# Zanesville, OH-#28395 Claude, M,Soft Ear Cell Dog



## LuvourGSDs (Jan 14, 2007)

http://www.petfinder.com/petnote/displaypet.cgi?petid=12326121

I am a cell dog graduate and am about 2 years old. 

The Animal Shelter Society Inc. 
Zanesville, OH 
740-452-1077 


Local if I can help...............


----------



## Karin (Jan 4, 2008)

What a beautiful dog!







What is a "cell dog"?


----------



## ILGHAUS (Nov 25, 2002)

*Cell dog* -- some jails or prisions have programs where selected inmates take shelter dogs through an "inhouse" obedience class under the guidance of professional trainers.


----------



## TESS (Oct 29, 2008)

what is a cell dog?
Tess in Philadelphia


----------



## brt (Sep 16, 2008)

> Originally Posted By: Tess Phila PAwhat is a cell dog?
> Tess in Philadelphia


read the post above yours.


----------



## Karin (Jan 4, 2008)

*Re: Zanesville, OH-#28395 Claude, M,Soft Ear Cell*

Thanks for the explanation. I sure hope he finds a home. It would be sad to think of all that training going to waste.


----------



## TESS (Oct 29, 2008)

*Re: Zanesville, OH-#28395 Claude, M,Soft Ear Cell*

Exactly.
Tess in Philadelphia


----------



## kathryndhinkle (Feb 24, 2006)

*Re: Zanesville, OH-#28395 Claude, M,Soft Ear Cell*

I can't believe they would train dogs and return them to a kill shelter!

Kathryn


----------



## marksmom3 (Dec 17, 2007)

*Re: Zanesville, OH-#28395 Claude, M,Soft Ear Cell*

bumping Claude


----------



## marksmom3 (Dec 17, 2007)

*Re: Zanesville, OH-#28395 Claude, M,Soft Ear Cell*

still listed...


----------



## Kuklasmom (May 13, 2005)

*Re: Zanesville, OH-#28395 Claude, M,Soft Ear Cell*

I can donate to an approved rescue to help with his expenses.
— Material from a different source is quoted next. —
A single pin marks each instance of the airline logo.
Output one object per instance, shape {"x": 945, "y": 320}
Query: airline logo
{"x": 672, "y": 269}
Please send me a PM if help is needed.


----------



## TESS (Oct 29, 2008)

*Re: Zanesville, OH-#28395 Claude, M,Soft Ear Cell*

I can come up with a foster but this one bothers me. Can someone get out there to pull him out?
Tess in Philadelphia


----------



## sravictor (Mar 17, 2008)

*Re: Zanesville, OH-#28395 Claude, M,Soft Ear Cell*

Bumping Claude!


----------



## TESS (Oct 29, 2008)

*Re: Zanesville, OH-#28395 Claude, M,Soft Ear Cell*

Anyone near there who can pull him out?
Tess in Philadelphia


----------



## LuvourGSDs (Jan 14, 2007)

*Re: Zanesville, OH-#28395 Claude, M,Soft Ear Cell*



> Originally Posted By: Tess Phila PAAnyone near there who can pull him out?
> Tess in Philadelphia


If he's pulled, where is he going ?


----------



## TESS (Oct 29, 2008)

*Re: Zanesville, OH-#28395 Claude, M,Soft Ear Cell*

I sent you a pm with some info.
Tess in Philadelphia


----------



## eadavis (Nov 11, 2007)

*Re: Zanesville, OH-#28395 Claude, M,Soft Ear Cell*

Is anyone close to this dog that can pull? I think Tess has a foster home.


----------



## LuvourGSDs (Jan 14, 2007)

*Re: Zanesville, OH-#28395 Claude, M,Soft Ear Cell*










I spoke with Sara this morning & Claude & Rocky are still there. Not sure if I posted Rocky. He has been adopted out & returned b/c he is a chewer & the lady refused to keep him in a crate.

Anyway, Claude is good with other dogs of both sexes. Would do best around older (teen) children. Not sure on kitties, they haven't temp tested him yet.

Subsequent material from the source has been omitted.